CURTIS (1988: 596) attribue «what the French call Café du Commerce wisdom» à Mme Chimaye, personnage du romancier indo-anglais Raja Rao. Regardant la langue-culture française de l’extérieur, elle est une observatrice externe. Français, IMART (1982: 149) et BLONDEL (2010: 562) sont des observateurs internes, mais s’expriment en anglais, de façon semblable à CURTIS. Le premier utilise le terme Café du Commerce philosophy, précédé de la formule «as the French dub it». L’autre évoque «the old French expression» discussions de café du commerce. C’est grâce au contact avec l’anglais qu’IMART et BLONDEL se sont rendu compte que la métaphore à l’étude n’a pas d’équivalent au-delà de la francophonie. MATHIEN (2002: 224), lui, s’exprime en français; il voit dans la métaphore du café du commerce la «version imagée du “parler pour ne rien dire”».
Retour aux observateurs externes. Parlant de «chiacchiere da “Café du Commerce”, l’equivalente francese del Bar Sport»,4 E. ROSASPINA (CS 18/08/06) établit un rapprochement entre les cafés du Commerceet leur équivalent le plus proche dans la langue-culture italienne. D’autres observateurs externes fournissent une explication à l’intention de ceux qui regardent la langue-culture française de l’extérieur mais ne comprennent pas:

To say of a conversation that it is Café du Commerce refers to the widespread practice of sitting around and talking loudly, though not necessarily informedly, about one’s ideas. (WADHAM 2009: 80)

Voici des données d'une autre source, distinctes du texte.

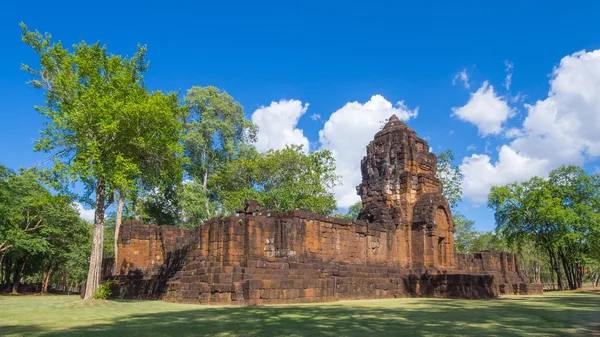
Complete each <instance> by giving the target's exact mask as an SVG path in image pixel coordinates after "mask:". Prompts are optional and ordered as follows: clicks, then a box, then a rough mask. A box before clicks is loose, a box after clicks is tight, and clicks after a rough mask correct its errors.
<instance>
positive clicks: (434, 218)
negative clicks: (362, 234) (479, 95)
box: [357, 115, 456, 269]
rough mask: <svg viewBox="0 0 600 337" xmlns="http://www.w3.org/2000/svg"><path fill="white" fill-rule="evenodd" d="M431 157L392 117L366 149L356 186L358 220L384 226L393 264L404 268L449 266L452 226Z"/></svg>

Discussions of the «café du Commerce» type are political, vain and even ridiculous. The debates are the debates of the common man in the street that are full of clichés and truisms and lacking in subtlety. (MOULD 2011: 8-9)

WADHAM insiste sur la fréquence et la nature des conversations qui se déroulent dans les cafés du Commerce. MOULD, qui précise en outre qu’un débat de café du commerce est ce qu’il appelle «a debate of low intellectual quality», s’attarde à la nature comme au contenu des discussions, qu’il limite (à tort) à des sujets d’ordre politique.

2.3. Ubiquité

La métaphore du café du commerce surgit dans des titres de librairie, dans le discours de personnalités en vue, dans la presse et dans certaines productions artistiques.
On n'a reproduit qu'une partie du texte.